Copper, a leading indicator of the financial markets and the economy, has confirmed a long-term bearish trend. This does not augur well for global equities. However, India and China may hold the key to killing the bear, at least in the medium term.
The prices of copper have been rolling over at a slow pace since February, reacting to the monetary tightening in India and China. These two countries are large consumers of the metal and, as their central banks began increasing the cost of money, copper prices weakened. The reason is simple: as the return on cash increases, people move out of copper to cash. Also it becomes more expensive to hoard copper.
Copper, or for that matter, the equity markets, can turn bullish if the central banks of the two countries begin easing money supply. That, combined with the accommodation of the US Federal Reserve, will definitely give a caffeine rush to the markets.
But those rallies will be short-lived unless India and China can return to real growth with low inflation and the western economies can avoid a double-dip recession. As proven by the quantitative easings in the US, the financial markets cannot sustain bull runs with monetary stimulus alone.
These are the opinions of economists - and this analyst. But buyers and sellers in the market far outnumber economists and analysts. So let’s look at what these buyers and sellers are doing and see who is winning based on the price action in the markets. For it’s the buyers and sellers that have skin in the game. Arm-chair analysts can only gaze into the crystal-ball and hope they are right.
The relationship between copper, the equity market and the economy has been clearly established time and again. Since copper is used in most manufacturing processes, a fall in copper prices shows a drop in demand for the metal. This, in turn, indicates that manufacturers don’t need the metal as they foresee a slowdown in their business.
As manufacturing slows down, so does the economy. Since the stock markets discount the future, they tend to fall a little after copper prices fall, and vice versa, in a bullish scenario.
A look at the copper chart (view chart) will show theleading effect of this metal on the equity market. The copper chart is in green at the top and the S&P 500 equity index chart is at the bottom in orange.
Note that in December 2008, as shown by the white vertical line on the left, copper stopped falling and began to rally. However, the S&P 500 index began to rally only a few months later. Again in February 2011, as shown by the white vertical line on the right, copper had begun falling, but the S&P 500 continued to rally and fell strongly in the past couple of months. The yellow lines on the charts show how copper changed direction first and the equity markets followed.
Now let’s look at what copper prices are doing currently. The weekly copper chart (view chart) shows that the 30-week moving average is sloping down and prices are below it. A weekly chart is where each candle stick on the chart shows the price action for one week.
Long-term investors use a technique called the four stages of the market to see if prices are bullish, bearish or moving sideways. The markets move in four stages - sideways at the bottom, a rally, sideways at the top, and a selloff.
As long as prices are above the 30-week moving average and the average slopes up one stays bullish. When the average moves sideways with prices moving above and below it, one stays neutral. Finally, when prices fall below the average and the average slopes down, the bias is bearish.

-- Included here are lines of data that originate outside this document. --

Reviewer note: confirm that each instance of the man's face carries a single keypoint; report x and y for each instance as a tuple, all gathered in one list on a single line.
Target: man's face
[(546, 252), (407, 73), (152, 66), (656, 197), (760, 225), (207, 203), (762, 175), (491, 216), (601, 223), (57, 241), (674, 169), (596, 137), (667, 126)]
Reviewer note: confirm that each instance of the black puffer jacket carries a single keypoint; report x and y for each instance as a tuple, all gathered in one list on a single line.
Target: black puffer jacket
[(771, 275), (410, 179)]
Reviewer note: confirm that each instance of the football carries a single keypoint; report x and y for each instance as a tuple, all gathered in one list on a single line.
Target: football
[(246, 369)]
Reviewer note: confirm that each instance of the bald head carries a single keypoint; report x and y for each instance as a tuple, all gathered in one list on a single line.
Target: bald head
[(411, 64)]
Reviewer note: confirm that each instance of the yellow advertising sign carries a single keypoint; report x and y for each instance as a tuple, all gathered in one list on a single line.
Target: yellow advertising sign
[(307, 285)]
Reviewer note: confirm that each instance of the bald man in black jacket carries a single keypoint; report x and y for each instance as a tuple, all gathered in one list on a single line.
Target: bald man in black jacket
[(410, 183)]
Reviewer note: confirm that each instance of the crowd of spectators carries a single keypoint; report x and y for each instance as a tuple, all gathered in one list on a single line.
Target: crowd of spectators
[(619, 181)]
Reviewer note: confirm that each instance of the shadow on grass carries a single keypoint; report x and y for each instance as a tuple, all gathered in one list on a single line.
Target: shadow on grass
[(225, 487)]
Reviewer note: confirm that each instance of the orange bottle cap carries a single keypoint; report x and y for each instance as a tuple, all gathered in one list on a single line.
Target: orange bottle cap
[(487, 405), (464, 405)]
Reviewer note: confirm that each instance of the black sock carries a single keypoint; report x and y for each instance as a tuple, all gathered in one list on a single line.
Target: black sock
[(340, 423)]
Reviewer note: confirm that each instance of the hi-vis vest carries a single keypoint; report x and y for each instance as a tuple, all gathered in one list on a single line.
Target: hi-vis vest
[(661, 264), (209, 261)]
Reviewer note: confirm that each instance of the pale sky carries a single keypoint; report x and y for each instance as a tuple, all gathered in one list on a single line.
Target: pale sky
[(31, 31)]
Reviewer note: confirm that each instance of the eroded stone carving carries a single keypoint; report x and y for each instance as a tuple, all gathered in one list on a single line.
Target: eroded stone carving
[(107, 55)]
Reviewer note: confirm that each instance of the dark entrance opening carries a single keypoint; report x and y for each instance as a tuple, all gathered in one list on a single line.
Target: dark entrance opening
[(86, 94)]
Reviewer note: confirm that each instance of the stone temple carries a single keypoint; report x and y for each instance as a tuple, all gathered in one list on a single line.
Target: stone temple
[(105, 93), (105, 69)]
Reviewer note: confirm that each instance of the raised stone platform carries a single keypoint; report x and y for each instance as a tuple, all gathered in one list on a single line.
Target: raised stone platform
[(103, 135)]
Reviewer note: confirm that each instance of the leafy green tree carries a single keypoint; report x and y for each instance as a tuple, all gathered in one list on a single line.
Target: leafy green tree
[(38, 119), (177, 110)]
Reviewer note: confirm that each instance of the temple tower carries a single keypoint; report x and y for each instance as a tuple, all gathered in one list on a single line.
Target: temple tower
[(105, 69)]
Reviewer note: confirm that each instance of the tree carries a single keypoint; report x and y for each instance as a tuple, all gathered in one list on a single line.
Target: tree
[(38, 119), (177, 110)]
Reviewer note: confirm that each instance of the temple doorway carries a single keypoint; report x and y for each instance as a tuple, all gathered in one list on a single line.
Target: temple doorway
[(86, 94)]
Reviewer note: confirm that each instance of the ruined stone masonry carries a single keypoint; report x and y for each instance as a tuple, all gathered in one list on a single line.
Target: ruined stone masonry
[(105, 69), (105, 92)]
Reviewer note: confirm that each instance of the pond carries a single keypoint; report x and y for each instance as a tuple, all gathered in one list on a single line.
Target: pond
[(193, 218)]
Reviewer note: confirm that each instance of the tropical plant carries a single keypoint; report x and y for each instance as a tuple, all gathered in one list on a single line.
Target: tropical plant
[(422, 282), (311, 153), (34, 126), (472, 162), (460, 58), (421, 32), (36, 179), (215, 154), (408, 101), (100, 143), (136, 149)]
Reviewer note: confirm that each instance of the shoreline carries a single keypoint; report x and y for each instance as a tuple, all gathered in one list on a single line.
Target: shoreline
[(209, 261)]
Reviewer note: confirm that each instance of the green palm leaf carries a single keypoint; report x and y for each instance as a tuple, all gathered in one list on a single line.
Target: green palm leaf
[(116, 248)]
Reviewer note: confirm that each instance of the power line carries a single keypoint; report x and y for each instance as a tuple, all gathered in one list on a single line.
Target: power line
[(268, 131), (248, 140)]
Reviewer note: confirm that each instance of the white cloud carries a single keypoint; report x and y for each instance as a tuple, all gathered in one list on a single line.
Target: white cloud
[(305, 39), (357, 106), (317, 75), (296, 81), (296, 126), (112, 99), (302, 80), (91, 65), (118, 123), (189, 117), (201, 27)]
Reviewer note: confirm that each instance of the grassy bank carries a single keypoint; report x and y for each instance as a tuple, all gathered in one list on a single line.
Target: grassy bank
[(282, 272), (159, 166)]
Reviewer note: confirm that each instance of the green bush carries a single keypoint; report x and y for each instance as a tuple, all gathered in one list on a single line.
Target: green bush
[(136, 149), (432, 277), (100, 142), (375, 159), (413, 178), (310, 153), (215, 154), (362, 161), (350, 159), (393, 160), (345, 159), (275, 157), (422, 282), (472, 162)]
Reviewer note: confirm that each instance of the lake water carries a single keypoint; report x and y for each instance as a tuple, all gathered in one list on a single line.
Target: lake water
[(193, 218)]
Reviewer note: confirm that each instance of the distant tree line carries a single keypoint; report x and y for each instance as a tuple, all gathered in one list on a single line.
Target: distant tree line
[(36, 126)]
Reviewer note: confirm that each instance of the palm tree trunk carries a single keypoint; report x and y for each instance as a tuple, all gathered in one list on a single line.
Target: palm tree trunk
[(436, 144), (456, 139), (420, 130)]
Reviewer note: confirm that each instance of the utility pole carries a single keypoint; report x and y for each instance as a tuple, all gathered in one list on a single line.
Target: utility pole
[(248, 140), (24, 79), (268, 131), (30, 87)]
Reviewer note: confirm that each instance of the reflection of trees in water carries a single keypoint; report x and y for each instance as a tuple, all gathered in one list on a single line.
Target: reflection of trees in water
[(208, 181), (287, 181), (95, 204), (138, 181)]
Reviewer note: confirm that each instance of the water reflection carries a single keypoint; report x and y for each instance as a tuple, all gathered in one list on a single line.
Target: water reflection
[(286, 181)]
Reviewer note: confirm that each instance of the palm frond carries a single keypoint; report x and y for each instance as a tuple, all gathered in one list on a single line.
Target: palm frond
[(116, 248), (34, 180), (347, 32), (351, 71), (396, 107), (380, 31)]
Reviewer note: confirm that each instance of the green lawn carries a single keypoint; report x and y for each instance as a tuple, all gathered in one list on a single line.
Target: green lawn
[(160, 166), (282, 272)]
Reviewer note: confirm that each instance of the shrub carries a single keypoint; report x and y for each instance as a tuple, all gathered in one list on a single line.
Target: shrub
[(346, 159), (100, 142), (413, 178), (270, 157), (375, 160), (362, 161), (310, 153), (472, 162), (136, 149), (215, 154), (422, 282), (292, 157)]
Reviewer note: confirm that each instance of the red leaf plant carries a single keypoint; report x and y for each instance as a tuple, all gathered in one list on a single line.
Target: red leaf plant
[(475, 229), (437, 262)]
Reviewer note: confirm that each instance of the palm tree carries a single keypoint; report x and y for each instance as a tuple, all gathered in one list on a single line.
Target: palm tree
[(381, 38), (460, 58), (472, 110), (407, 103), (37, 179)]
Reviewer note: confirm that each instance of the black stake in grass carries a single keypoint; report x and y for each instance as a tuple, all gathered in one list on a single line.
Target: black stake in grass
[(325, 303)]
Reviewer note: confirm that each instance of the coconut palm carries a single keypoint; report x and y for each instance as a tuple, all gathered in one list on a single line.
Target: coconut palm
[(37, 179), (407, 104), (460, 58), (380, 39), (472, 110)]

Copper’s moving average began sloping down a month ago with prices below it. We feel that the bearish bias was confirmed as prices tried to rally last week, but could not break above the average. In a bearish market, the 30-week moving average acts as a ceiling to prevent prices from rising above it. In a bullish market, the average acts as a floor, preventing prices from falling below it.
As a trading strategy, one could stay short in the market as long as prices don’t close above the 30-week moving average of copper.